Once they thought of becoming heroes; but sensualists are they now. A trouble and a terror is a hero to them.

But by my love and hope I conjure thee: cast not away the hero in thy soul! Maintain holy thy highest hope!”

The man who wrote this has been called irreverent, because his choice of things to revere was not identical with his accuser’s. But in these sentences there is proof of his reverence for something more profound, more important to mankind, than churches, than submissions to authority, a thing that men are not accustomed openly, if at all, to reverence, that quest of the Holy Grail on which all men set out, though most turn back, and very few pursue it till they die. It is a quest whose goal is in each moment of seeking. Of this he was indeed reverent, of the glowing cheek and kindled eye of intellectual youth, of unsoiled ambition, of the flame alight before the altar of the potential hero, who is alive for a little while in every man, and whose continuance of life is the measure of each man’s nobility.

1912.


WALTER PATER


WALTER PATER

Walter Pater was brought up at Enfield, where he was near London, and knew from his earliest years “those quaint suburban pastorals” that gather “a certain quality of grandeur from the background of the great city, with its weighty atmosphere, and portent of storm in the rapid light on dome and bleached stone steeples.” Something of that weighty atmosphere, and with it something of that rapid light, I find in his work, whether he is writing of the Italians of the Renaissance, of Montaigne, of the Greek philosophers, of the Dutch van Storck, or the German Carl of Rosenmold.

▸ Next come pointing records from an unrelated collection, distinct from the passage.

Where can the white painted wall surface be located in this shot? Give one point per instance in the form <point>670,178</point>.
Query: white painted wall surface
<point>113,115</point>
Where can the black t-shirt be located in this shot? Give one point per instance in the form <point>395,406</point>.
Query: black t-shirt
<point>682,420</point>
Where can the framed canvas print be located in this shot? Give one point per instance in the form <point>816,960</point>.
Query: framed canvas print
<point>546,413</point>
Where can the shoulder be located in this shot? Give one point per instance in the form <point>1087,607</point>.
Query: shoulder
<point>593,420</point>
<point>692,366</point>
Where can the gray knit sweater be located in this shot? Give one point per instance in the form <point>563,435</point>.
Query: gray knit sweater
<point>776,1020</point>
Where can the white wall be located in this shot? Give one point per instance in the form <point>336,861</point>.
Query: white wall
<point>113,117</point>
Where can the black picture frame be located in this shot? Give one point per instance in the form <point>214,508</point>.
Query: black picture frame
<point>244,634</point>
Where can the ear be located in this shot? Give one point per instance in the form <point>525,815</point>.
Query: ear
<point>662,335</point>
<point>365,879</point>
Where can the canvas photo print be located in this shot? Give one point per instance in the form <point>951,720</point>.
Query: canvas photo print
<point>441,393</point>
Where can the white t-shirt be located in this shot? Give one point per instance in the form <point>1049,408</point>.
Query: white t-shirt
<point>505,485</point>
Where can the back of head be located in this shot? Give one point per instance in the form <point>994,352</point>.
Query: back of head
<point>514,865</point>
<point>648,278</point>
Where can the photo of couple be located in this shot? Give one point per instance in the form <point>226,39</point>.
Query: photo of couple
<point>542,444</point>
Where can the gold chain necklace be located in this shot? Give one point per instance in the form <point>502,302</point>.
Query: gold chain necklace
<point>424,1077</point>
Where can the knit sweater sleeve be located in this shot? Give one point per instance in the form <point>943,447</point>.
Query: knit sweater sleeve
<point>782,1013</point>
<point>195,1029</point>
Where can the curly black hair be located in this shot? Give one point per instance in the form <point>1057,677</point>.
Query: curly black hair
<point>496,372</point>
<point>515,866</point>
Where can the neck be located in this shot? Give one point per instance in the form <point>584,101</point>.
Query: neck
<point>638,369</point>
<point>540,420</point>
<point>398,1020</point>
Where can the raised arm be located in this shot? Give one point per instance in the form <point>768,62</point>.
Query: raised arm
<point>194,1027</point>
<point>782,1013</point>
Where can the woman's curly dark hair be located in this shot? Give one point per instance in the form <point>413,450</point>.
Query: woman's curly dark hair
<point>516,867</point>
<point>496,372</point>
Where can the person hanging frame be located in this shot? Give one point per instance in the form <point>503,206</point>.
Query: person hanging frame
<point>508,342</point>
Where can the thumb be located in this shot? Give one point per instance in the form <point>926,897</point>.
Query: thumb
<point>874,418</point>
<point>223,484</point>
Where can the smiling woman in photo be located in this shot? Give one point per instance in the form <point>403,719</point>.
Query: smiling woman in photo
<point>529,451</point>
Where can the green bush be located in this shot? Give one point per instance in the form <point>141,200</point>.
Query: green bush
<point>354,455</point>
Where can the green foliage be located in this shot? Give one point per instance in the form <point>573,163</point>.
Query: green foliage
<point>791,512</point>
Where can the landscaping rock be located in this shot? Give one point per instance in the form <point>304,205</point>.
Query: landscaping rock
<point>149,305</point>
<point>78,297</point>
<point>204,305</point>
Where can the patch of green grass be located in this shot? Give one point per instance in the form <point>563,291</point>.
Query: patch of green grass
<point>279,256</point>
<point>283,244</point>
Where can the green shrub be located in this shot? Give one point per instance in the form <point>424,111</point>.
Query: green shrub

The external facts of his life may be shortly dismissed. He “was fond,” as a child, “of organising little processional pomps,” and a meeting with Keble strengthened for a time his boyish resolve to enter the Church. That part of his temperament which sought satisfaction in such a course found it, perhaps, in the hieratic character of his prose. He read Ruskin when he was nineteen, but his appreciations were too independent of Ruskin’s sanction to allow us to recognise the deep influence that is popularly attributed to the older man. Ruskin believed that he had “discovered” Botticelli, but he first spoke of him in the Oxford lectures of 1871, and Pater’s essay had been published in the Fortnightly Review the year before. Pater went from the King’s School at Canterbury to Queen’s College, Oxford, took a Second Class in the Final Classical Schools, and, in 1864, was elected to a fellowship at Brasenose. He lived at Oxford thenceforward, with only occasional periods of residence in London. In different long vacations he knew Heidelberg, Dresden, and various parts of France, and, in 1869, four years before the publication of The Renaissance, travelled in Italy. He died at Oxford after a life of unhurried labour on July 30, 1894.